What can you take away from the knowledge that Big Pharma’s ties run deep, perhaps to your local newspaper’s opinion pieces or even to your own doctor? It’s important to take what you read with a grain of salt, and do your own research if an “independent” source reeks of conflict of interest. This applies not only to what you read in the media but also what you hear from your doctor.
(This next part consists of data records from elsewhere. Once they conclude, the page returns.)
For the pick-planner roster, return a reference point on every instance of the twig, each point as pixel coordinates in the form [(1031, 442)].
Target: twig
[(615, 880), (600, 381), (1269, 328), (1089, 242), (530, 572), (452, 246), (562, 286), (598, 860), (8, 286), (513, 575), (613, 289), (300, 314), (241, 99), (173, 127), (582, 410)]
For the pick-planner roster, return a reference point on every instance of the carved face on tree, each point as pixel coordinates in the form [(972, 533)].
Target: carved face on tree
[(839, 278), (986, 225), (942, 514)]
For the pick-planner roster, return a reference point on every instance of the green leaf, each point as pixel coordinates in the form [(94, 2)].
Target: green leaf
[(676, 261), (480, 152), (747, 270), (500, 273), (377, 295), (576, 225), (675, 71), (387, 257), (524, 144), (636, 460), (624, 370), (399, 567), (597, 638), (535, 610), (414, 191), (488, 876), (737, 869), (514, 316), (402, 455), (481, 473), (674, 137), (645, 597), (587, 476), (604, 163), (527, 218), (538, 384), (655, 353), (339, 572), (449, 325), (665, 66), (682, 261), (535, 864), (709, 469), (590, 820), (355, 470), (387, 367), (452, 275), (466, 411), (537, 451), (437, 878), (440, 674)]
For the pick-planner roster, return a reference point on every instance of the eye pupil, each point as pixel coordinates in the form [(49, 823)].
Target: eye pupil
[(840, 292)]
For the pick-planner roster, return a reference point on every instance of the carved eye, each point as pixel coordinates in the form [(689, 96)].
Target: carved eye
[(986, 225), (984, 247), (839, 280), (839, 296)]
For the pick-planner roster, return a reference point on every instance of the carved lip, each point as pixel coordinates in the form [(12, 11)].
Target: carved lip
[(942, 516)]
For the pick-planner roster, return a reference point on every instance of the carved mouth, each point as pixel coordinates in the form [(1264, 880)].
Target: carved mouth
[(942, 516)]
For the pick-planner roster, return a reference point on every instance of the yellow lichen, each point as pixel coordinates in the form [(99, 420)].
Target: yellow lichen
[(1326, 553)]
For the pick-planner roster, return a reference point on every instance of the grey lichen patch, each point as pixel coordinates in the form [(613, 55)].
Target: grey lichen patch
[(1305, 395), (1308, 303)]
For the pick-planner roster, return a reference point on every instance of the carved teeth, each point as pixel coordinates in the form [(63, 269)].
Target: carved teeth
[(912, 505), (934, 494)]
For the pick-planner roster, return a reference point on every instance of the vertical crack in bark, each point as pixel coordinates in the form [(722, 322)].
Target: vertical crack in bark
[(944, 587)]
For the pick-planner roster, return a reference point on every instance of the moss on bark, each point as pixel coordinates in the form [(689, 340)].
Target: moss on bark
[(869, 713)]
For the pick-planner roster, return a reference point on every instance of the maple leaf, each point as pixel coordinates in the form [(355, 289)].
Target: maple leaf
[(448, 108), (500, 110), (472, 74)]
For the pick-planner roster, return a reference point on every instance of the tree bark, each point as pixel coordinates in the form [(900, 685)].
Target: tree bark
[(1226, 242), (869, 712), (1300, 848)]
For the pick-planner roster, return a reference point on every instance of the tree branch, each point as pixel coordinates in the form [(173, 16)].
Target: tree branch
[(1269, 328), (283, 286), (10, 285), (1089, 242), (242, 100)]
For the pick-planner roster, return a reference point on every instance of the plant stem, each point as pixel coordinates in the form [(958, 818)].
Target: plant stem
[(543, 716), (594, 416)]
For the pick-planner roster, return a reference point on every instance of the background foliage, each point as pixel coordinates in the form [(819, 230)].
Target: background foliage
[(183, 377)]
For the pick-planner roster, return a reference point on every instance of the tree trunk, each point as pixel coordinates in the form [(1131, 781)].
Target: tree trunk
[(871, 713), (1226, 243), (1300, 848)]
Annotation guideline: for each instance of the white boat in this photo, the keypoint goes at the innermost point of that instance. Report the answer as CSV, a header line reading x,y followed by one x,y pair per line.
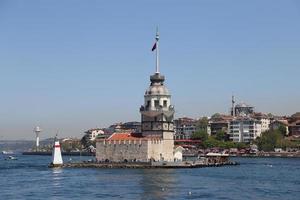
x,y
7,152
11,158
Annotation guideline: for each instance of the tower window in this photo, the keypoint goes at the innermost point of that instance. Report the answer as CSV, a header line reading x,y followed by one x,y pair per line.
x,y
156,103
165,103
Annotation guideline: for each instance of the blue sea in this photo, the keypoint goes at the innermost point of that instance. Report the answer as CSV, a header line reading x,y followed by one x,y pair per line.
x,y
255,178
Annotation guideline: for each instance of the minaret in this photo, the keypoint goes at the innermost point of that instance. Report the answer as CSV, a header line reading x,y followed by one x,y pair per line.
x,y
157,113
232,106
37,131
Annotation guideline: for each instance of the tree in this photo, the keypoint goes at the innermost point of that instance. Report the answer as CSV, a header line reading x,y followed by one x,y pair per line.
x,y
200,135
202,124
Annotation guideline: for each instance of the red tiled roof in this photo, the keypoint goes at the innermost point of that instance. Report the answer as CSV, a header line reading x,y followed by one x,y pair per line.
x,y
125,136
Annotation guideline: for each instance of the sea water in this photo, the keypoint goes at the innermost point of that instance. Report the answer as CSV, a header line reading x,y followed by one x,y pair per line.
x,y
255,178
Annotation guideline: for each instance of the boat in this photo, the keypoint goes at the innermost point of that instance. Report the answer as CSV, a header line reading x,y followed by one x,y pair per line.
x,y
11,158
7,152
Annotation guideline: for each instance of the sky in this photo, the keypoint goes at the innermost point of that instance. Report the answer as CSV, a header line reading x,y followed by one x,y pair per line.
x,y
68,66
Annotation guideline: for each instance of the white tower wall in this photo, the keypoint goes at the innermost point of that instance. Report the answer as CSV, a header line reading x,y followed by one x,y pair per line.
x,y
56,154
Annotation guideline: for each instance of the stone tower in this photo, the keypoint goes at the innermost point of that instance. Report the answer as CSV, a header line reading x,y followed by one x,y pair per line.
x,y
157,112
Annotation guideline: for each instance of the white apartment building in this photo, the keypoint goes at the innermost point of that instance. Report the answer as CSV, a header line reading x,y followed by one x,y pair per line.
x,y
93,133
244,129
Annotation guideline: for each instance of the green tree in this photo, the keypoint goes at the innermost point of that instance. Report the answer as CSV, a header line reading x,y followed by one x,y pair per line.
x,y
200,135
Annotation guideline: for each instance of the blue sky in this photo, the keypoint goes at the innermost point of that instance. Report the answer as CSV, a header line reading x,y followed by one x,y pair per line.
x,y
75,65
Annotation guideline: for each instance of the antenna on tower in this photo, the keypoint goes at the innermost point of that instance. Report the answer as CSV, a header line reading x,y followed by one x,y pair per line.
x,y
157,51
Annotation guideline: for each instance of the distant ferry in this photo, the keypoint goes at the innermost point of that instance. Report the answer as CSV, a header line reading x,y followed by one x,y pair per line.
x,y
7,152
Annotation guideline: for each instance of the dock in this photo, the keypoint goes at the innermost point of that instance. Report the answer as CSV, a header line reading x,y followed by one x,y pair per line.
x,y
147,165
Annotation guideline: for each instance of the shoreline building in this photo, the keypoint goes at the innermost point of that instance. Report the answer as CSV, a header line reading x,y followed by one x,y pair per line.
x,y
244,127
184,127
155,142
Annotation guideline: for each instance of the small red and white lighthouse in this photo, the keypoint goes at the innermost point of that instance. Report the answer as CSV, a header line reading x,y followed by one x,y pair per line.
x,y
57,160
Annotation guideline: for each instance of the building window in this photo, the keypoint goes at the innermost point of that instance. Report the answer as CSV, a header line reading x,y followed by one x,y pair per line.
x,y
165,103
156,103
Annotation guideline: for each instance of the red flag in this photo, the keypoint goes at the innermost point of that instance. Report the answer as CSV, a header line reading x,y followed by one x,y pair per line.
x,y
154,47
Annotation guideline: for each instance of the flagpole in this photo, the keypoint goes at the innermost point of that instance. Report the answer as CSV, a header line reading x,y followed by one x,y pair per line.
x,y
157,51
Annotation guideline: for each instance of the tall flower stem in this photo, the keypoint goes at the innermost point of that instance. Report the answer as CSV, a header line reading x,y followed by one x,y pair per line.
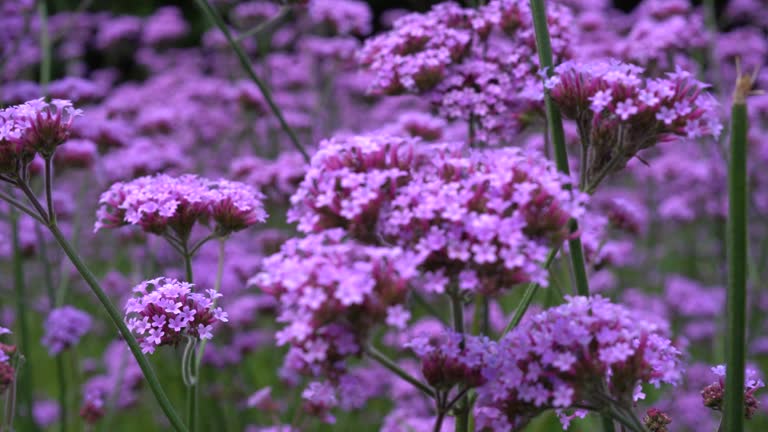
x,y
738,256
189,363
555,126
117,320
217,287
217,20
61,374
114,314
528,295
25,376
462,411
388,363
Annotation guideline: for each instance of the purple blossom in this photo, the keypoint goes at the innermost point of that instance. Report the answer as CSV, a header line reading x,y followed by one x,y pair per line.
x,y
547,360
64,327
331,293
164,310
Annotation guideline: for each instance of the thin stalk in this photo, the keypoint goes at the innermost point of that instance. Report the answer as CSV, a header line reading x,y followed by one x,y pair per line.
x,y
49,188
257,30
117,320
608,425
738,256
189,374
388,363
427,306
555,123
109,413
21,206
188,361
530,291
462,411
216,19
61,374
216,288
45,46
17,263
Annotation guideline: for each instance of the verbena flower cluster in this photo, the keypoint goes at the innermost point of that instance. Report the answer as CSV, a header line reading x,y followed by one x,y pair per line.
x,y
619,111
713,394
163,311
476,65
409,152
64,328
586,353
331,293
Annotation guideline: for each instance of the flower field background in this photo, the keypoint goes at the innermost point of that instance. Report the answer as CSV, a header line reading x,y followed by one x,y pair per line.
x,y
338,215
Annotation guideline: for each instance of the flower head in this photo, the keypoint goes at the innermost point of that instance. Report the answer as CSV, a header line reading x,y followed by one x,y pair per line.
x,y
64,327
582,353
331,292
713,395
161,203
42,125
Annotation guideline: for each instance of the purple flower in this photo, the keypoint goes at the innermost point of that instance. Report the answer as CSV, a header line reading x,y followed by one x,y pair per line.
x,y
547,360
162,203
173,310
331,293
626,109
64,327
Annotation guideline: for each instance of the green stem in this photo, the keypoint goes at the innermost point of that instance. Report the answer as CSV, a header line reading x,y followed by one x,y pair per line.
x,y
216,288
735,352
555,123
60,367
45,46
62,377
26,375
189,373
462,411
216,19
608,425
388,363
528,295
49,189
117,320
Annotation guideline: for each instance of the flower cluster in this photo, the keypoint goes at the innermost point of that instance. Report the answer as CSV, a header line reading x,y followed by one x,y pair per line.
x,y
619,112
584,353
656,420
342,17
64,327
476,65
449,359
35,126
161,203
166,310
7,372
348,182
415,55
487,219
331,292
713,395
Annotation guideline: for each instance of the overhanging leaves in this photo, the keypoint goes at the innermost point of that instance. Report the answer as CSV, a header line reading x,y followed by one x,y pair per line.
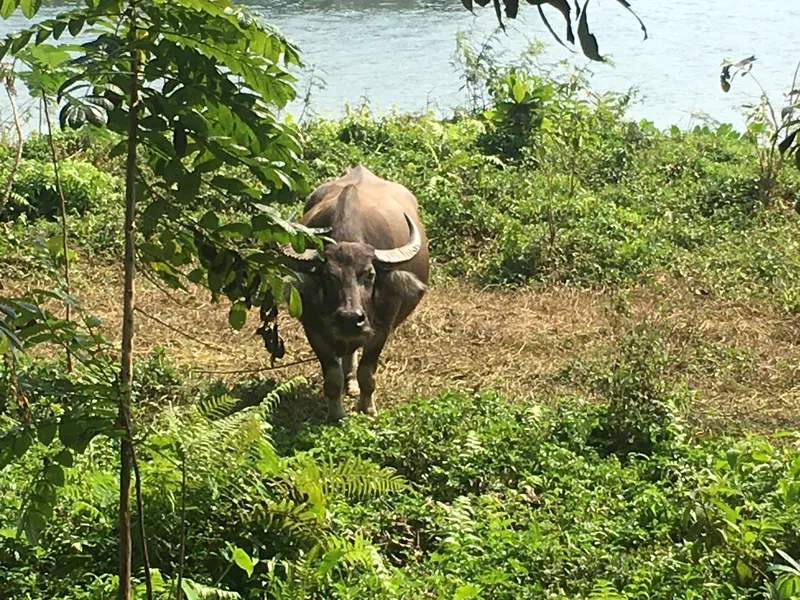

Drug companies have long tried to influence doctors’ prescribing habits, however it hasn’t always been possible to find out what gifts your own doctor might be accepting. The Physician Payments Sunshine Act, which is part of the Affordable Care Act, went into effect in 2013.
For the first time, the Act required drug and medical device makers to collect and disclose any payments of more than $10 made to physicians and teaching hospitals. The Centers for Medicare & Medicaid Services (CMS) is in charge of implementing the Sunshine Act, which it has done via its Open Payments Program.19 You can easily search the site OpenPaymentsData.CMS.gov to find out what (if any) payments your doctor has received, along with the nature of the payments.
ProPublica’s Dollars for Docs website is another great tool you can use to search for general payments (excluding research and ownership interests) made to doctors from August 2013 to December 2015.20 If you don’t like what you see, you can take the steps necessary to put your health care in the hands of someone with your best interests — not Big Pharma’s — at heart.